Leadership in normal times can be challenging. Leadership under stress or prolonged crisis can cause teams to break apart. Events of this year are testing leadership strategies and strengths of good leaders. Leadership under pressure require flexibility and some degree of risk. If you need team members to adapt, you need to show them how it works. You don’t abandon the leadership playbook, but you make room to improvise and call an audible when needed. Your adapt your leadership focus.

Here are the things that are good always:

Have a vision and communicate it. The responsibility of a leader is to lead others, and that requires having a vision.  You have to lead them somewhere, right? Know where your team is going and communicate it.  Information is motivating, describe the path and what success looks like.

Take care of your people.  Always.  Show them you have their back.  Make their jobs easier. Clear roadblocks when you need to and provide them the resources needed. While you are at it, tell them they are appreciated.

Be visible, but do not micromanage.  Sometimes there is a fine line between being engaged and smothering your people.  If you have hired right, and trained correctly, why can’t you trust your people to do the job you hired them to do? Micromanagers are motivation killers.  If your staff need training, provide it, then let them loose to do their jobs.

Give praise and credit outwardly; counsel privately.  Employees want to know their work and efforts matter.  Feedback matters.  You owe it to your folks to provide feedback.  When their efforts are significant or they have mastered something new, recognize the efforts, but make it meaningful.  Not every effort is praiseworthy, but you can measure the feedback to be appropriate to the action.  Many leaders refrain from feedback intended to correct behavior or performance, but you owe it to your employees.  You care about their performance and their success, honest feedback is essential.

Be humble, own your mistakes.
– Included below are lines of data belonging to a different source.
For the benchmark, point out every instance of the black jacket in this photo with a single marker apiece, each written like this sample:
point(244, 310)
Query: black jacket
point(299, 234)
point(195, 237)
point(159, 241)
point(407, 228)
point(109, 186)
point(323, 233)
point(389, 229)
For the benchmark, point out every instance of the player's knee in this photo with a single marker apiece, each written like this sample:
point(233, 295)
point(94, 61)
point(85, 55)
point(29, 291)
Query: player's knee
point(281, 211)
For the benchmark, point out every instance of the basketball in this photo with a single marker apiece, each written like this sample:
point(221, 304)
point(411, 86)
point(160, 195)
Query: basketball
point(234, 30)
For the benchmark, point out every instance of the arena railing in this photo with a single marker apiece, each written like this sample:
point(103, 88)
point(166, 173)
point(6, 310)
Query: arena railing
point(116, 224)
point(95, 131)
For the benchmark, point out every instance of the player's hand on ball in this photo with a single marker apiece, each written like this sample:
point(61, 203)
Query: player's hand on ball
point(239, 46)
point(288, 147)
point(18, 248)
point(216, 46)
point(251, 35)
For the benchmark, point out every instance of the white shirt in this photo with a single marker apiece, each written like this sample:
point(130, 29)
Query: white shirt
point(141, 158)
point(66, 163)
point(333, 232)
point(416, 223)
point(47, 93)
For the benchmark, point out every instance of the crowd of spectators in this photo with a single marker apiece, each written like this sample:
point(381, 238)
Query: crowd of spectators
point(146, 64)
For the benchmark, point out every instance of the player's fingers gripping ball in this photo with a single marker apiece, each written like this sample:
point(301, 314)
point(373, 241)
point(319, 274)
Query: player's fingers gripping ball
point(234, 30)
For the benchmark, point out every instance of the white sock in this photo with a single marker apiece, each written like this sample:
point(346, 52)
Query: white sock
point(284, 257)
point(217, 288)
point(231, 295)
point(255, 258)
Show your team that you aren’t full of yourself.  Be able to laugh at yourself.  When you make a mistake, acknowledge it, and move on.  Show your self-confidence, but refrain from being arrogant.

Lead by example, but also lead from behind. Model the behavior and values of your organization.  Roll up your sleeves when needed.  Otherwise, leading from behind lets your team take the lead.  If you have provided a vision, coached them and empowered them, you don’t really need to take the point; you’ll know when you do.

 

Adaptive leadership:

Be prepared to throw away the plan. Plans do not always work as practiced during stressful situations.  Be adaptive and include your folks in developing a different or revised path.

Agility. Learn on the fly and instill confidence in your team as you do it. After the plan changes, you not only need to bring your team along, they also need to be flexible and test their wings to learn and achieve.

Keep the path clear. Good leadership is controlling the bureaucratic tendencies of an organization.  New policies, new forms, new requirements, different reporting structure – any of these things can cause more stress and detour people from their mission.  Clear the path, don’t complicate it.

Communicate, Communicate, Communicate. Always important.  More so in a crisis.  Use non-traditional methods to keep your people updated.  Communication reinforces confidence and staying motivated.  Your people want to know – more. not less.

Loosen the rules. Make your folks comfortable.  Relaxing what rules you can, allows employees to feel that you care about them and might make their work easier to do. Rules serve a purpose but the situations change.  Rules can return if they make sense.  These are times to re-think some of your rules.

Monitor and boost morale. Under crisis, team members react differently, some thrive while others need more help. Your job is to know what is happening and fortify their ability to succeed.

Leadership is not rocket science, it is human science.


One thought on “Leadership in 2020

  1. Spoken from experience no doubt! The layout was spot on. So why is it so hard to find believable leaders in 2020?